Michael Edlen: Alternative to Paying Capital Gains

By Michael Edlen
Special to the Palisades News

I am frequently asked if there is a way to sell a long-held family home without paying what owners feel are excessively high taxes.

One might consider that the buyer today is paying 25-50 percent higher prices than they would have not many years ago, which might well cover any taxes from the gains.

Another approach is to convert the home into income property, and subsequently sell it using a tax-deferred 1031 exchange.

Federal law currently allows taxpayers to defer capital-gains tax on the exchange of property used in trade or business or held for investment. The 1031 exchange postpones but does not eliminate taxes. How- ever, with the transfer of that property to an heir, the basis of the property is stepped up, thus essentially eliminating the taxable gain.

Many seniors have acquired investment and commercial properties and are often familiar with the 1031 exchange process and its benefits. The process involves an exchange of like-kind real estate, and is essentially treated under the tax code as a continuation of the ownership of property rather than a taxable sale. It is thus a method of equity preservation available to owners of investment and business property.

The role of a real estate professional in such an exchange is bring buyer and seller together in a sale contract.

A buyer and seller must consult with appropriate legal and tax advisors, and the actual exchange is nearly always done through a qualified intermediary or accommodator. Most experienced real estate agents will be familiar with the concept, and will also be able to assist clients in finding the appropri- ate experts to handle the exchange details.

In addition to conserving capital assets, tax-deferred exchanges may increase equity by the deferral of capital gains tax and enable acquisition of property that may be more valuable or have greater appreciation potential. It can also be used to divide real estate holdings prior to distribution to heirs and increase net cash flow by better asset allocation.

Some families may use such an exchange to acquire a future retirement home or to obtain non-taxable cash by trading for property that can have a loan placed on it later. There are special tax rules that apply to such exchanges, and again all parties are encouraged to consult with appropriate tax professionals.

Since a personal residence is not eligible for exchange, it must first become investment property. This will require the owners to move out of the home and lease it for two years at fair market value. Of course, if this approach is used, the owners will be giving up the current ability to claim the $250,000 ($500,000 if married) capital gains exclusion on the sale of a principal residence.

If the family owns a vacation home that has only occasional rentals, one’s tax advisor will most likely counsel that its sale will not qualify for a 1031 exchange. This is because personal use has been the home’s primary use.There are very specific rules and procedures for planning and doing a 1031 exchange, and a real estate agent and other professionals must be familiar with them to minimize being challenged by the IRS. Also, the exchange requires “like-kind” properties be involved. This does not so much refer to the type of property, per se, as it does to the use of the property.
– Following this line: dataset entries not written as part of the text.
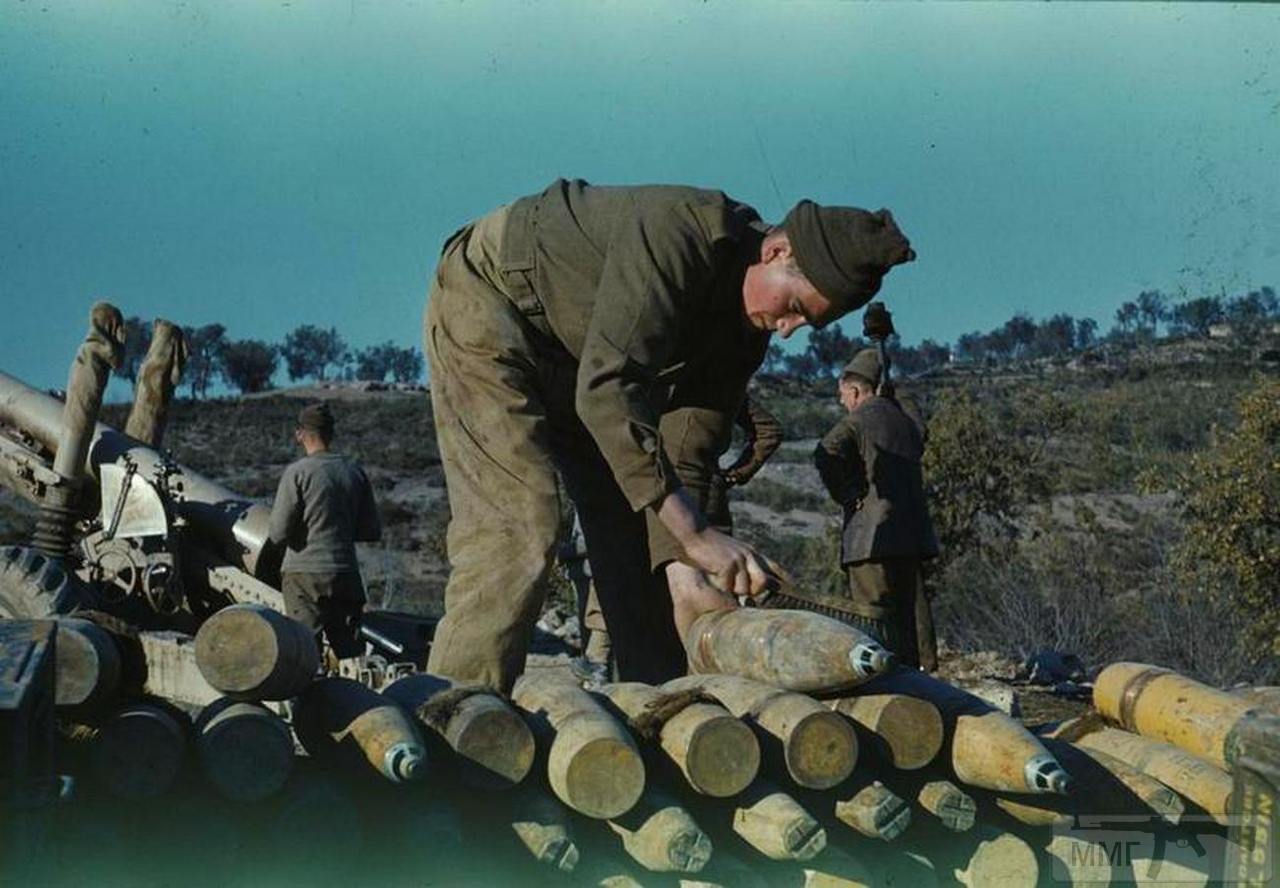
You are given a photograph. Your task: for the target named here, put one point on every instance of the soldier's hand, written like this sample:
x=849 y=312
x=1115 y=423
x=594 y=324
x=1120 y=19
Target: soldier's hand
x=691 y=595
x=731 y=566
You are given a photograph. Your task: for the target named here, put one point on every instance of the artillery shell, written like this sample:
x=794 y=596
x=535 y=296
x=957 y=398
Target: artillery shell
x=88 y=666
x=343 y=722
x=984 y=747
x=790 y=649
x=1197 y=779
x=775 y=824
x=140 y=750
x=717 y=754
x=1170 y=708
x=662 y=837
x=905 y=731
x=245 y=750
x=252 y=653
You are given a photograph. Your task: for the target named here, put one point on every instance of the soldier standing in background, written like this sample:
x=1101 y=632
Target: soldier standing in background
x=607 y=334
x=323 y=507
x=871 y=465
x=595 y=663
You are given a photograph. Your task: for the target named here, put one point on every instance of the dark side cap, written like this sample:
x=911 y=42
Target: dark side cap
x=864 y=365
x=845 y=251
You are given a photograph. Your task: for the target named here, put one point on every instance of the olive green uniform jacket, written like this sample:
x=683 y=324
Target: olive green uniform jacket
x=593 y=335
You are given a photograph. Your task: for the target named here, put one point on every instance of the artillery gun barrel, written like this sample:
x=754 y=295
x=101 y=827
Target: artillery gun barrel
x=234 y=525
x=158 y=376
x=245 y=750
x=799 y=736
x=795 y=650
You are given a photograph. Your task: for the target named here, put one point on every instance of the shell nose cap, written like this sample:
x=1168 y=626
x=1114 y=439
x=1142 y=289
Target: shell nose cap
x=403 y=763
x=1045 y=774
x=869 y=659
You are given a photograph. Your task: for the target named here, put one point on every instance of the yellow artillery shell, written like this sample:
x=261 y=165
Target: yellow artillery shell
x=905 y=731
x=796 y=650
x=1164 y=705
x=140 y=750
x=814 y=746
x=1197 y=779
x=1104 y=786
x=592 y=763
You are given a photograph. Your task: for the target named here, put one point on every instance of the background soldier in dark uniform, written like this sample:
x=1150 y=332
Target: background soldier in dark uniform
x=323 y=507
x=763 y=435
x=608 y=334
x=871 y=465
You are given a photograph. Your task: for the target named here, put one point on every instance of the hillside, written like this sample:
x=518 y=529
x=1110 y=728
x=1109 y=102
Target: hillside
x=1083 y=453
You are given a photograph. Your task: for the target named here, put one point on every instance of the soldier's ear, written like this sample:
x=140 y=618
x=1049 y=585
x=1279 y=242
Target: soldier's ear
x=775 y=246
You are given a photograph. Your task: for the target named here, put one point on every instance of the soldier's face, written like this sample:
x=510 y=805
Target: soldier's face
x=777 y=297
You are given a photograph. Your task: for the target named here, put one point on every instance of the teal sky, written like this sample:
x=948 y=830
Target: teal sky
x=270 y=164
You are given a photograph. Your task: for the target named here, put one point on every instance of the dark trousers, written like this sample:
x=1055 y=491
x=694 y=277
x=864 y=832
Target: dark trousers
x=888 y=599
x=502 y=397
x=327 y=603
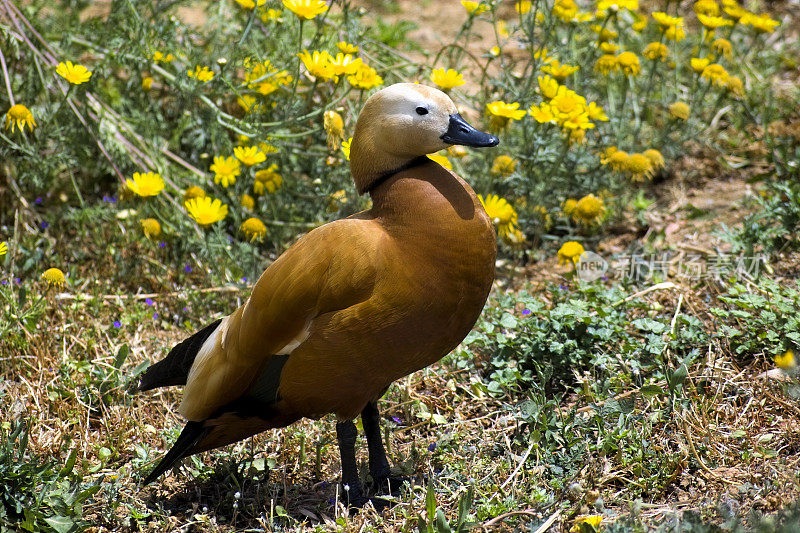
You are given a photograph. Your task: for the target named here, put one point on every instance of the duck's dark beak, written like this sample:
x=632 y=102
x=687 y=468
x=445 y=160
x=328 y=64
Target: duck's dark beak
x=460 y=132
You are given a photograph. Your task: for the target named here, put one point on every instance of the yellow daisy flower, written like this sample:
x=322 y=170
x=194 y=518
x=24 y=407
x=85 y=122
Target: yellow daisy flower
x=253 y=229
x=54 y=276
x=205 y=211
x=225 y=170
x=151 y=228
x=447 y=79
x=19 y=116
x=75 y=74
x=193 y=192
x=706 y=7
x=306 y=9
x=592 y=520
x=145 y=183
x=201 y=73
x=346 y=47
x=734 y=84
x=346 y=147
x=680 y=110
x=713 y=23
x=570 y=252
x=333 y=124
x=160 y=57
x=639 y=166
x=699 y=64
x=249 y=155
x=248 y=202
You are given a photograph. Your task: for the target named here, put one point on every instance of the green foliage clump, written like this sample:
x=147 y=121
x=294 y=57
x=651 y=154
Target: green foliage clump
x=35 y=493
x=762 y=322
x=586 y=329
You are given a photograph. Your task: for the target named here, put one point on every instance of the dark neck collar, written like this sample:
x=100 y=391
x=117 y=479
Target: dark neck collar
x=386 y=175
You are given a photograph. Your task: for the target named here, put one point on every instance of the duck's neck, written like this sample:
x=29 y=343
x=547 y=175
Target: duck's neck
x=372 y=158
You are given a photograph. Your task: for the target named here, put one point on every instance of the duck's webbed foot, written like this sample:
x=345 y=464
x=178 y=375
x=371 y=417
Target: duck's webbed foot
x=382 y=480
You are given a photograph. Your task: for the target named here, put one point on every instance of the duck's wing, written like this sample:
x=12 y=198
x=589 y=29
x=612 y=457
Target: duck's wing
x=333 y=267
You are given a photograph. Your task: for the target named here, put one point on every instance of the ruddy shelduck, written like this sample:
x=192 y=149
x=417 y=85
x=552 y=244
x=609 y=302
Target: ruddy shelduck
x=354 y=304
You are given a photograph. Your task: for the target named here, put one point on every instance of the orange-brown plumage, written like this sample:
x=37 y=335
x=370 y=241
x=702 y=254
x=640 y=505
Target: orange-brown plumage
x=357 y=303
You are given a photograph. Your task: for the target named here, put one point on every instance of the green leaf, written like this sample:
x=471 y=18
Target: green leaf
x=678 y=377
x=652 y=390
x=122 y=356
x=430 y=503
x=70 y=464
x=508 y=321
x=441 y=523
x=62 y=524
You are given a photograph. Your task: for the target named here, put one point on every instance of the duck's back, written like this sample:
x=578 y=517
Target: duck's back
x=436 y=267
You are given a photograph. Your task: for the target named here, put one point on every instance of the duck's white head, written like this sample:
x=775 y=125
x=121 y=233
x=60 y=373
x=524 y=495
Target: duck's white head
x=403 y=122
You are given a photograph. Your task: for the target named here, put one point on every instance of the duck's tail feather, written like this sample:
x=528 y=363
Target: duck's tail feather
x=192 y=433
x=174 y=368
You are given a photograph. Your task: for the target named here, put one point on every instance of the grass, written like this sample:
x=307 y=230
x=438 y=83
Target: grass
x=654 y=402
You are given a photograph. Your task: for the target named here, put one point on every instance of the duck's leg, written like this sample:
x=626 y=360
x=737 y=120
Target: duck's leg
x=346 y=434
x=378 y=464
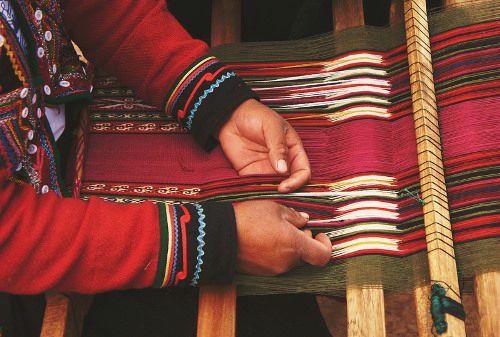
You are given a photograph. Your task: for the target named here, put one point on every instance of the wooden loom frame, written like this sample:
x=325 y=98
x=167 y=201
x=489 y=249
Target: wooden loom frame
x=365 y=305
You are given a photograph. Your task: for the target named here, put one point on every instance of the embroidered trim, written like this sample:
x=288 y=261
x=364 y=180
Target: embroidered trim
x=201 y=244
x=164 y=246
x=185 y=79
x=175 y=246
x=208 y=91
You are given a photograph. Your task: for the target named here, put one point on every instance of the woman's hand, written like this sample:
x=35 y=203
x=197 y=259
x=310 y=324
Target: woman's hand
x=270 y=241
x=256 y=140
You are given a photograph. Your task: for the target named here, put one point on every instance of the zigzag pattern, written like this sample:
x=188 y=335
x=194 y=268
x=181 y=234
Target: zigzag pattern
x=201 y=244
x=205 y=94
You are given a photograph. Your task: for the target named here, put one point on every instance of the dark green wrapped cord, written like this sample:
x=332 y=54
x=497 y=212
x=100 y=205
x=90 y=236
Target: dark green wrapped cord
x=441 y=305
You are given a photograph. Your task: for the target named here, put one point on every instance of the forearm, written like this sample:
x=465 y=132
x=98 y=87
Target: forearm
x=48 y=243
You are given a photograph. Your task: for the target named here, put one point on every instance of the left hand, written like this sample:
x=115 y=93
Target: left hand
x=256 y=140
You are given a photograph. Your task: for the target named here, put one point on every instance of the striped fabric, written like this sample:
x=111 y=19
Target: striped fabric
x=348 y=96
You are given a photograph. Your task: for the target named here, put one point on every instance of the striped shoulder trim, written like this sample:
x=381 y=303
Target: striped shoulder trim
x=193 y=86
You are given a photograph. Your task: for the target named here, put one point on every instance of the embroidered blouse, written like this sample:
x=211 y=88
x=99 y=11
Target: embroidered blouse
x=53 y=243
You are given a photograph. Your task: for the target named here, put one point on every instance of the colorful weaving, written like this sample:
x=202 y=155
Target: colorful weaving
x=347 y=95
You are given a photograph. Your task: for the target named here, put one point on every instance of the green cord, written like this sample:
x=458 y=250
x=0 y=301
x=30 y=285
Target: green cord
x=441 y=305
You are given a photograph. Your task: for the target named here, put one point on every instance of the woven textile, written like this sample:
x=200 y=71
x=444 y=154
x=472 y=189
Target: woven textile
x=348 y=96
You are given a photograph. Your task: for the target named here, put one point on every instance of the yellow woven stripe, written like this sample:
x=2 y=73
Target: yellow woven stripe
x=168 y=269
x=179 y=83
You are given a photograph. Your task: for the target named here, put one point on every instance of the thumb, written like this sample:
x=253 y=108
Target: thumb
x=275 y=137
x=317 y=251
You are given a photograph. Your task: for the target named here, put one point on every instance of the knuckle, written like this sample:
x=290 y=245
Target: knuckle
x=281 y=149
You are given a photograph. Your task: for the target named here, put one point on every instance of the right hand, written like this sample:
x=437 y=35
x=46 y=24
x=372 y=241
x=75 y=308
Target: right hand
x=270 y=241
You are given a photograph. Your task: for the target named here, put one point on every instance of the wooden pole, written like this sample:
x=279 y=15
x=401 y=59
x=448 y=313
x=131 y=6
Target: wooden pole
x=440 y=251
x=226 y=22
x=347 y=14
x=217 y=304
x=365 y=312
x=396 y=12
x=487 y=289
x=56 y=320
x=217 y=311
x=422 y=295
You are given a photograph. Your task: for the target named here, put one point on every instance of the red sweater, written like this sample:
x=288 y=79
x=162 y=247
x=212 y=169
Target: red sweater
x=49 y=243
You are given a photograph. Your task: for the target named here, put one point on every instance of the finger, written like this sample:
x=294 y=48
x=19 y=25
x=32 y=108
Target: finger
x=298 y=219
x=300 y=170
x=316 y=252
x=308 y=232
x=275 y=136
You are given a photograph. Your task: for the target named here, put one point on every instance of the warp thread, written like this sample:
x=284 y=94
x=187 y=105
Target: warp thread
x=413 y=195
x=441 y=305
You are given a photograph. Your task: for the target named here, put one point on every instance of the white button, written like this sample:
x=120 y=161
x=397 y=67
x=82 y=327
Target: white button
x=38 y=15
x=24 y=92
x=32 y=148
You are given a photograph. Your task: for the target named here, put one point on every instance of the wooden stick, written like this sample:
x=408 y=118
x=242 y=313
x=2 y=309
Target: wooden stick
x=57 y=317
x=440 y=251
x=487 y=289
x=365 y=312
x=396 y=12
x=217 y=311
x=226 y=21
x=347 y=14
x=422 y=295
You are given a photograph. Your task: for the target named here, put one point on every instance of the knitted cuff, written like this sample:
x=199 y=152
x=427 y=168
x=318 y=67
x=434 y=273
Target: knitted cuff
x=197 y=244
x=204 y=97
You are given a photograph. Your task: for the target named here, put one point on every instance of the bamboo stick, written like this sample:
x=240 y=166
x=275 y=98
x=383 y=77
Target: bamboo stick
x=56 y=319
x=347 y=14
x=365 y=312
x=440 y=251
x=217 y=311
x=487 y=290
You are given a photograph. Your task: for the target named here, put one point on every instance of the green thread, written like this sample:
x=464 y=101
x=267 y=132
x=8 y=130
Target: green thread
x=441 y=305
x=412 y=195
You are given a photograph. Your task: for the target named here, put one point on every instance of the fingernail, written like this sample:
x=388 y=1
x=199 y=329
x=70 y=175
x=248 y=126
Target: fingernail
x=282 y=165
x=304 y=215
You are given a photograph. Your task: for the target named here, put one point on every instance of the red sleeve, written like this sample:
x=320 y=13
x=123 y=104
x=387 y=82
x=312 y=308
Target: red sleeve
x=48 y=243
x=139 y=41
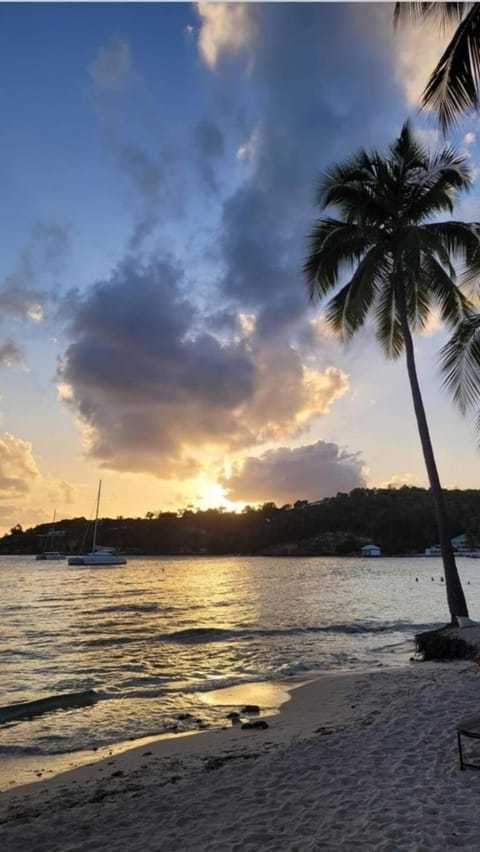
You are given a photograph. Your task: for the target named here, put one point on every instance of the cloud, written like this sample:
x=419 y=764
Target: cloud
x=285 y=475
x=157 y=392
x=416 y=50
x=398 y=480
x=10 y=354
x=21 y=297
x=112 y=71
x=18 y=468
x=225 y=28
x=209 y=145
x=301 y=127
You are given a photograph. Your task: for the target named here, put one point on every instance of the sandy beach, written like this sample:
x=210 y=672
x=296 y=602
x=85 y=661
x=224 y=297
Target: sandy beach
x=352 y=762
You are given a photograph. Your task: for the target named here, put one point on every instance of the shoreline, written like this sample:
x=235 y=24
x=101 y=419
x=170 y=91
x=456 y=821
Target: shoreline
x=352 y=761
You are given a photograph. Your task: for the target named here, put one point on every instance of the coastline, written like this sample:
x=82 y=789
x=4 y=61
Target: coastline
x=352 y=761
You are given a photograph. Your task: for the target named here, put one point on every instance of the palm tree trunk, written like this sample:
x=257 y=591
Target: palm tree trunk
x=455 y=596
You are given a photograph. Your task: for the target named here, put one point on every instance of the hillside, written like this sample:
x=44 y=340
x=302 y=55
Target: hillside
x=400 y=521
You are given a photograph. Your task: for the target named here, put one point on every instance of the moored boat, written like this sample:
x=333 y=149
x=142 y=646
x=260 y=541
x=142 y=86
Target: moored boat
x=99 y=555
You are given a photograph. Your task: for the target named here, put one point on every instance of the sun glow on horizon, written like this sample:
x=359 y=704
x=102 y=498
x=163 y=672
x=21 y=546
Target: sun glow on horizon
x=211 y=495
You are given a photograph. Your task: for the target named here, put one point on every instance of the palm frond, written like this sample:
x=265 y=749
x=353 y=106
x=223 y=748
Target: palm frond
x=446 y=13
x=388 y=329
x=454 y=306
x=348 y=310
x=453 y=85
x=334 y=247
x=459 y=239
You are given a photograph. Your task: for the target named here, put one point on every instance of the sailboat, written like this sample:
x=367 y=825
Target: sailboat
x=99 y=555
x=52 y=554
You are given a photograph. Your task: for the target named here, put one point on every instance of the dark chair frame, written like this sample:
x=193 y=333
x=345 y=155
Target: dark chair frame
x=470 y=728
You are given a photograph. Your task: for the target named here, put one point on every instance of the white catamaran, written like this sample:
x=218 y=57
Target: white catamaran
x=99 y=555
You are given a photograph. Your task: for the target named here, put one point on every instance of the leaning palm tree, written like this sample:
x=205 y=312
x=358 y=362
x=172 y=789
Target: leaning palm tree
x=453 y=87
x=399 y=265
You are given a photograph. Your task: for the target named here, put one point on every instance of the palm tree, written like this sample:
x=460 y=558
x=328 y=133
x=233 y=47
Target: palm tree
x=453 y=85
x=399 y=266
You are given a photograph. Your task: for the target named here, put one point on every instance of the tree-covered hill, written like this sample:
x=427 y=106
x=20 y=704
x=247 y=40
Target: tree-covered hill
x=400 y=521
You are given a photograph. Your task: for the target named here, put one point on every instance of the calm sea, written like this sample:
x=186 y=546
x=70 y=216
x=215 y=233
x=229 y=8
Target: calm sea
x=154 y=637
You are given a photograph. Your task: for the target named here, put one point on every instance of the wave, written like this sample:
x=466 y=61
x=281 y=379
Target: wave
x=198 y=635
x=29 y=709
x=134 y=607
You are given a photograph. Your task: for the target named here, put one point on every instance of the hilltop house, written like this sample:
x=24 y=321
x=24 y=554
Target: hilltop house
x=370 y=550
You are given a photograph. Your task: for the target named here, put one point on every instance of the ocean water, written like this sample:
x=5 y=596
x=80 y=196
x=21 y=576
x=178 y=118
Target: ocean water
x=155 y=637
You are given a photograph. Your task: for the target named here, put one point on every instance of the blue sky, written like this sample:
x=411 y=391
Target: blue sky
x=158 y=169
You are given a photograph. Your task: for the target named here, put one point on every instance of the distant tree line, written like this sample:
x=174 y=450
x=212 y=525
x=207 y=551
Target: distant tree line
x=401 y=521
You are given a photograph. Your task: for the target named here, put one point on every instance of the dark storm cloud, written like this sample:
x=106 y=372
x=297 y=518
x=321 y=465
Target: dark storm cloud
x=154 y=389
x=285 y=475
x=319 y=79
x=142 y=380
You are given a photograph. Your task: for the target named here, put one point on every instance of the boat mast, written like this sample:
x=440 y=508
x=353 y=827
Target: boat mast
x=96 y=516
x=52 y=530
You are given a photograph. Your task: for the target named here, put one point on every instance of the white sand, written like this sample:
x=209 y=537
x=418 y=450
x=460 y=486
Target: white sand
x=380 y=775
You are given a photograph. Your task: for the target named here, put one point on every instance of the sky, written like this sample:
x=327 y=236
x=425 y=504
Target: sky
x=158 y=169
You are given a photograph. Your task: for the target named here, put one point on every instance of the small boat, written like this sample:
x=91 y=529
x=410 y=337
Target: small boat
x=104 y=556
x=50 y=554
x=99 y=555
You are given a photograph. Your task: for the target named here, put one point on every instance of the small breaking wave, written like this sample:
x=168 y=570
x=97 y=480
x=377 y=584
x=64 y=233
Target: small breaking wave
x=199 y=635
For example, the family home that becomes a rental property could be exchanged for an apartment building, or vacant land could be exchanged for an office building, etc. Some of the basic rules include time limits for the identification of the replacement property (45 days from transfer of the relinquished property) and for the closing of escrow on the acquired property (within 180 days). Tax experts must be consulted to be sure the requirements are properly being met. While this may sound like a complicated procedure, it is one alternative to the question about how can one sell a long-held personal residence and not have to pay large capital gains taxes.